In addition to that, as an IC, you will have to mentor people and be a thought leader who participates in setting strategies and plans to enhance, like, the overall security posture. Like, if we talk about security engineers the same way a director would do. So, it's a great option to have first the ability to choose between both paths. So, if you are working in a company where it's possible, that's an amazing thing to do. But then how to make the decision, it's based on your goals, it's based on your skills. If you managed people in the past and you wanna switch to an IC role, I think it would be easier for you. But the opposite may be more difficult because it's not easy to manage people, especially, like, the first time, so you need to make sure you have mentors that will guide you and will help you be ready for it.
Caroline: Yeah, a lot of what you've shared resonates with things that I've observed throughout my career as well. One of the things that we intentionally set up a few years ago when we were building Cobalt's career path, we said, look, there's a manager path and there's a maker path, and you can advance just as far along the maker path as you can along the manager path.
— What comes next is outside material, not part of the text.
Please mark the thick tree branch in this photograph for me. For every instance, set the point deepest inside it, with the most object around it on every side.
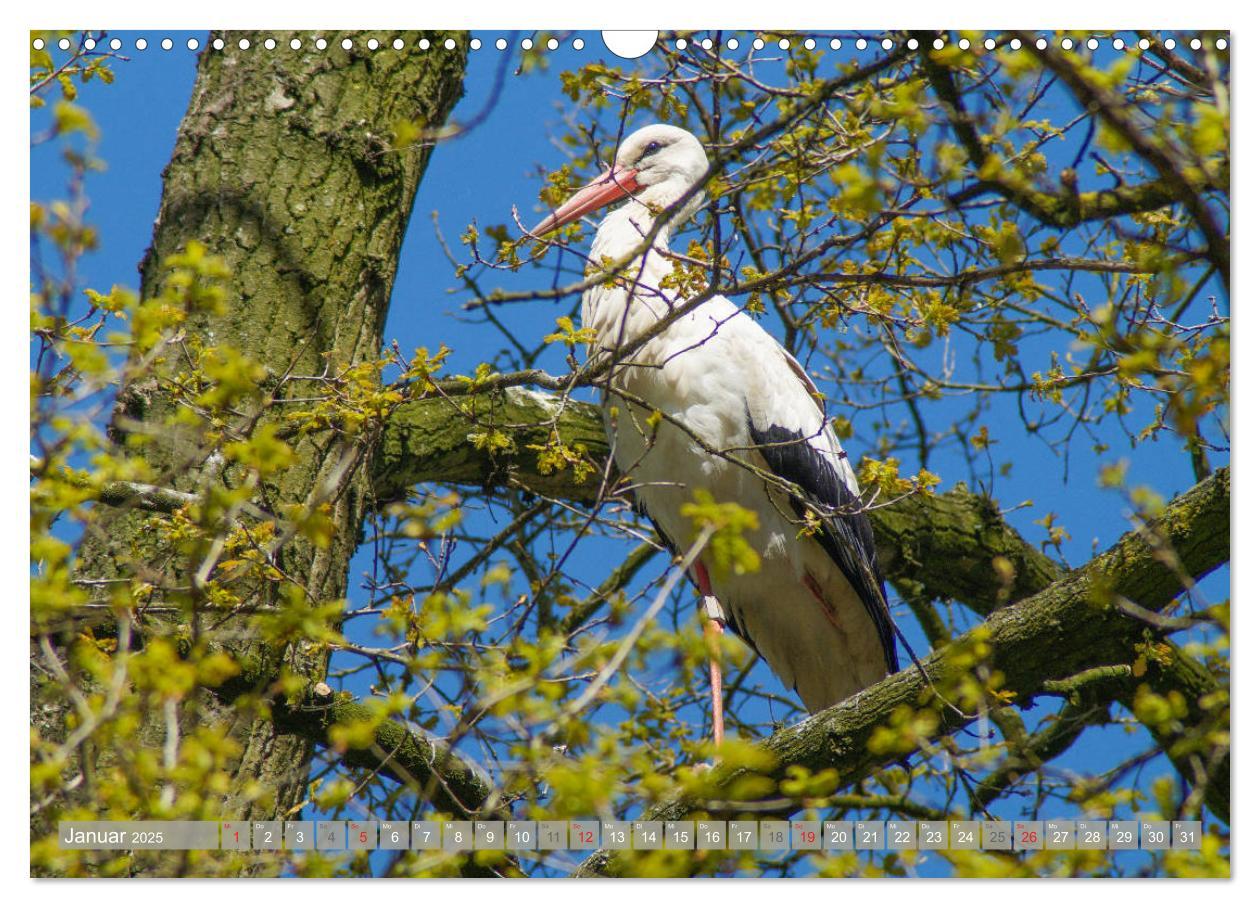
(1061, 631)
In fact, we're actually, today we're recording this in mid-December, next week I'm delighted to have a new colleague join my team and this individual will, in fact, be an individual contributor working at a director level. Seif, you have dedicated so much of your life, in fact, more than 15 years of your career to the cybersecurity industry. What drives your passion for it? Why do you stay in cyber? And why would you want to work in InfoSec in general?
Seif: What still drives me into learning more about this field and working as a security professional is the fact that it became like an intersection of multiple fields and technologies. Security became the responsibility of everyone. It's no longer luxury. It's a must. And it touches all the leading-edge technologies from AI to crypto, from 5G to quantum computing, and from finance to healthcare. You can be doing information security to defend your country, to secure a financial institution, or any of the critical infrastructures like power grids for example. Or you can contribute to making people's life better and secure a pacemaker that's saving somebody's life. So, that's why I really love this field. It has a great mission, sense of purpose, and you can find the specialty or the industry that meets with your values. So, everybody can work in this field if they are lifelong learners because there is always something new. At the same time, for sure you will find that company or that industry that will help you evolve as a professional but also be happy and be proud of what you are doing.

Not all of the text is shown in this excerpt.